Author’s response: This process has been described in the experimental section, 3.2 Animal and Surgical preparation, line 374-378.

Reviewer 3 Report

The submitted manuscript is detailing the design of a nerve cuff that incorporates a gelatonous platform to improve the neural interface when stimulating major nerves for wanted effects. Conceptually this is a much needed advancement in the field given how vast the use of nerve stimulation is in both preclinical and clinical applications. The research teams delineates their design, methods, and results nicely in this well written manuscript. They also use the appropriate controls when testing their cuff. I look forward to what they are able to produce for more broad use. This truly could revolutionize the field of neuromodulation.

Author Response

Reviewer 3

Author’s response: Thank you!

Reviewer 4 Report

A Hydrogel-based Microfluidic Nerve Cuff for Neuromodulation of Peripheral Nerves

This is a well written manuscript on a fluid based electrode system.

Major comments:

I believe that the electrode shape will not work for chronic implantation since the curl is too open and flexible and it will not maintain its position. Please discuss this and possible improvements in the design.
The agar gel at the end openings of the three micro tubes have a high chance of bleeding into each other, which would short circuit the electrode and prevent bipolar stimulation and/or recording. The authors have used monopolar activation and recording but not bipolar. I think it is important to discuss this in the manuscript.

Minor comments;

Figure 1. Please indicate with a different color where the microfluid channel is open at the nerve end. Figure 1 a seems to show that the 3 channels are in contact with each other at the nerve end.

Figure 3. The spelling of Lidocaine is not Lidocane.

Line 333: Should be Gluteus Maximus

Author Response

This is a well written manuscript on a fluid based electrode system.

Thank you!

Major comments:

1. I believe that the electrode shape will not work for chronic implantation since the curl is too open and flexible and it will not maintain its position.

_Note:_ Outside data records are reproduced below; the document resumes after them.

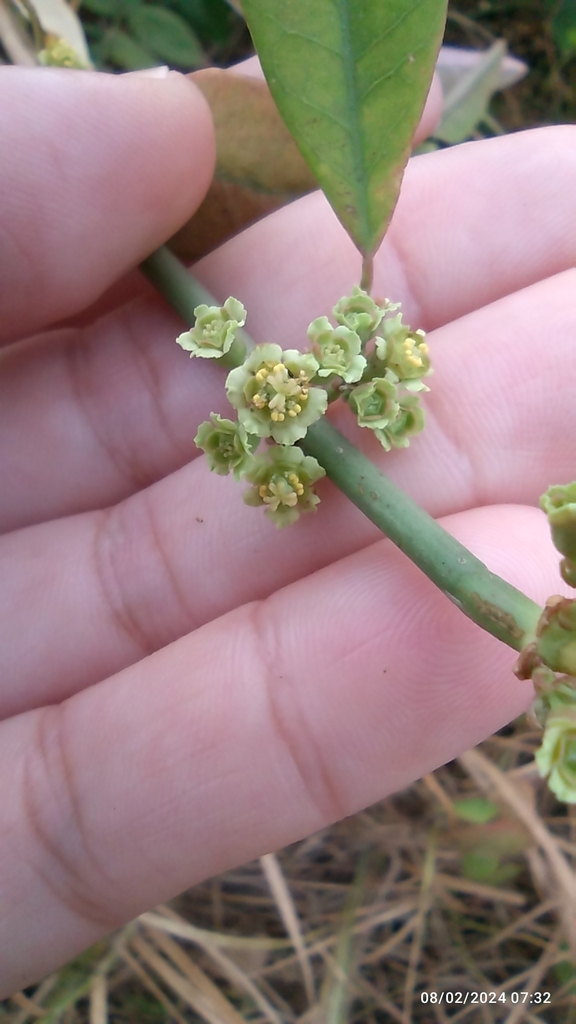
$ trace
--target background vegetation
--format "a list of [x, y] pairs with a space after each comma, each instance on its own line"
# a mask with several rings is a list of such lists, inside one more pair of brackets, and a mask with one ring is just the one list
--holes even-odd
[[[250, 53], [225, 0], [83, 0], [80, 16], [102, 70]], [[472, 134], [576, 120], [576, 0], [451, 5], [448, 43], [496, 38], [530, 71]], [[0, 1021], [574, 1024], [576, 807], [540, 782], [537, 745], [513, 723], [404, 792], [143, 915], [0, 1004]], [[466, 1002], [423, 1001], [441, 991]], [[515, 992], [529, 995], [513, 1003]], [[544, 992], [551, 1002], [536, 1002]]]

Please discuss this and possible improvements in the design.

2. The agar gel at the end openings of the three micro tubes have a high chance of bleeding into each other, which would short circuit the electrode and prevent bipolar stimulation and/or recording. The authors have used monopolar activation and recording but not bipolar. I think it is important to discuss this in the manuscript.

Thank you for these observations. We agree. We introduced the following text to the end of the Results and Discussion.

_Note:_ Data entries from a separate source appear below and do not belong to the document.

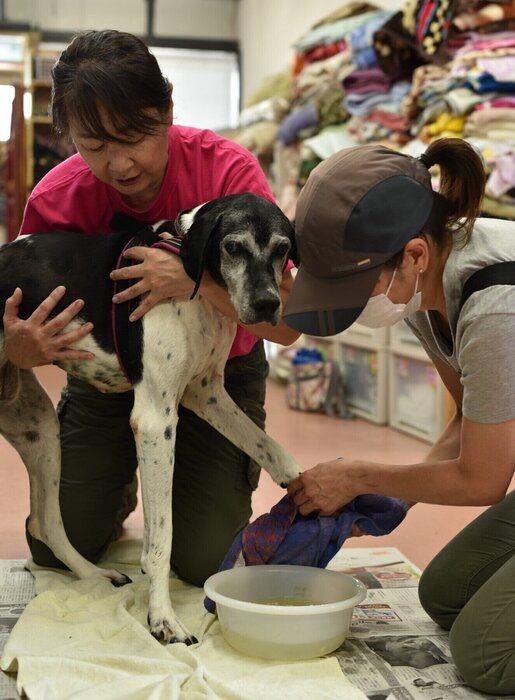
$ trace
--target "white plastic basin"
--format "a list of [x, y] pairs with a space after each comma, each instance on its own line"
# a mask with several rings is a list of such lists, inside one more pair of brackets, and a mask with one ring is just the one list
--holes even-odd
[[288, 661], [337, 649], [348, 634], [354, 606], [367, 593], [346, 574], [275, 565], [221, 571], [207, 579], [204, 591], [216, 603], [222, 633], [232, 647], [249, 656]]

Chronic implantation will require further improvements in the design. We foresee that the cuff design would need to change to allow it to move freely with the nerve laterally within the muscle. For this reason, anchoring the cuff to the muscle may actually prevent the natural lateral motion within the muscle. Instead, we envision that the microfluidic channels would be oriented not perpendicularly to the nerve as they are in this prototype, but continue along the nerve, exiting the muscle parallel to the nerve. This would allow for free movement of the nerve laterally, and allow the cuff to move with it rather than impeding its motion.

While our electrode was designed for multiple contacts in principle, we limited our experimental investigation exclusively to monopolar function to simplify the experimental design. Because the contacts are located very near each other at the nerve interface, they may connect and shunt at the interface. To improve this connection, we propose that a soft insulating gel be positioned between the individual contact points on the nerve. These could be made from multiple possible hydrophobic materials, including PDMS or alternative oil-based-polymers.

Minor comments;

Figure 1. Please indicate with a different color where the microfluid channel is open at the nerve end. Figure 1 a seems to show that the 3 channels are in contact with each other at the nerve end.

Figure 3. The spelling of Lidocaine is not Lidocane.

Line 333: Should be Gluteus Maximus

These are fixed. Thank you.

Round 2

Reviewer 1 Report

The author addressed almost all review comments well. But, there are still spelling errors of Lidocane in Fig. 4.